The return of the USSR in Russian government
The appointment at the Ministry of Defence in Moscow of the economist Belousov (master of ceremonies of the Orthodox Church) in place of Šojgu seems to indicate a willingness to make the war industry the main engine of increasingly protracted conflicts. While the new energy minister - on whose activities 70% of Russia's GDP depends - is now Sergei Tsivilev, husband of Putin's niece.
Moscow (AsiaNews) - Vladimir Putin's replacement of the defence minister, removing the popular and loyal Sergei Šojgu, who had held the post for 12 years, and entrusting it to the economist Andrej Belousov, deputy prime minister for the economy in Mikhail Mišustin's previous government, has caused reactions around the world. The surprise is not so much the different competence of the successor, as Šojgu was not actually a military man either, having not even done his military service.
According to Kremlin spokesman Dmitry Peskov, the choice is due to the necessary 'innovation in the management of institutions', in view of the great progress Russia intends to make according to the plans of the eternal president's new mandate. The move towards the future, however, seems to turn much more towards the past, giving Putin's Russia an increasingly similar character to Brezhnev's Soviet Union, if not Stalin's.
Šojgu reminded everyone of the Yeltsin period, where he had become a much-loved figure for his work as minister of civil defence, a figure who symbolised a different focus of the state on regions and territories, no longer seen as protected and controlled areas from above, but as an expression of the will of local groups and ethnicities to build their own autonomy with the support of the central authorities. In his native Mongolian republic of Tuva in Siberia, there is a true cult of Šojgu's personality, complete with a 'Šojgu Museum', considered the heir to the epic Tuvinian leader Subedej.
The appointment of Belousov, according to most observers, instead indicates a desire to make the war industry the main engine of the economy, projecting itself into a period of increasingly prolonged conflicts, shifting from the supply of everything needed for the present to the production of everything needed for future wars. This takes Russia back to the economy of the 'cold war', as Peskov himself admitted when commenting on the nomination and explaining that 'by virtue of the current geopolitical conditions, we are getting closer to the situation of the mid-1980s, when the share of the state budget for military expenditure was 7.4%'. In fact, these expenditures already exceed 7.6%, more reminiscent of the Stalinist period than the Great Patriotic War.
The 65-year-old Andrej Belousov is certainly himself a Putin loyalist, also known for his ceremonial functions in the Orthodox Church liturgies, but most of all he is remembered as the son of the great Soviet economist Rem Belousov, creator of the scientific school of 'price regulation' that characterised the 'Kosygin reform' of 1965, considered one of the 'progressive' directives of Soviet policy. At the time, it was intended to give more freedom of action to state-owned enterprises, today entrepreneurship is being bent to the service of war: a backward movement that meets with the progress of the past. The reform projected the USSR into the 'golden' eighth five-year plan, with a great growth of the Soviet economy, while Putin's fifth (sixth) term is meant to indicate a different exaltation of the Russian economy, based on its inherent strength and the division of the world into friends and foes of the West, supported by the permanent state of war.

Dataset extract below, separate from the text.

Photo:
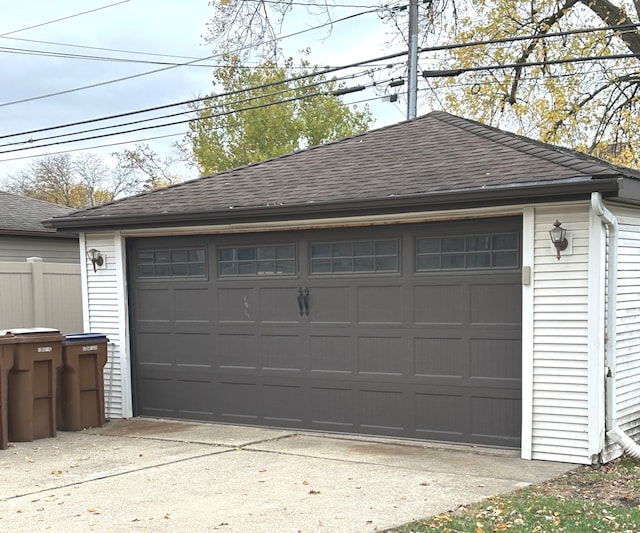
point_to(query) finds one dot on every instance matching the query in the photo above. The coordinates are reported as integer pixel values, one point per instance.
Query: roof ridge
(527, 145)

The radiant neo-Soviet future of Putin's Russia is also underlined by another typical feature of the Brezhnev period, the 'cadre policy' of not exposing officials guilty of corruption or other serious violations to public ridicule, a rule that seems to have been applied to Šojgu himself after the arrest of his deputy minister Timur Ivanov on 23 April. The former Defence Minister was 'promoted' to Secretary of the Security Council, apparently a very prestigious role, in reality only a retirement 'under guard': his predecessor Nikolaj Patrušev was moved to 'mere advisor' to the presidential administration, effectively emptying the Council of all prerogatives.
However, Patrušev's son Dmitry has been elevated to deputy prime minister, and the lockout of family members is another feature of the new government of absolute Putin loyalty, also confirmed by the appointment of the new energy minister Sergey Tsivilev, husband of Putin's niece. Seventy per cent of Russia's GDP depends on the activities under this ministry.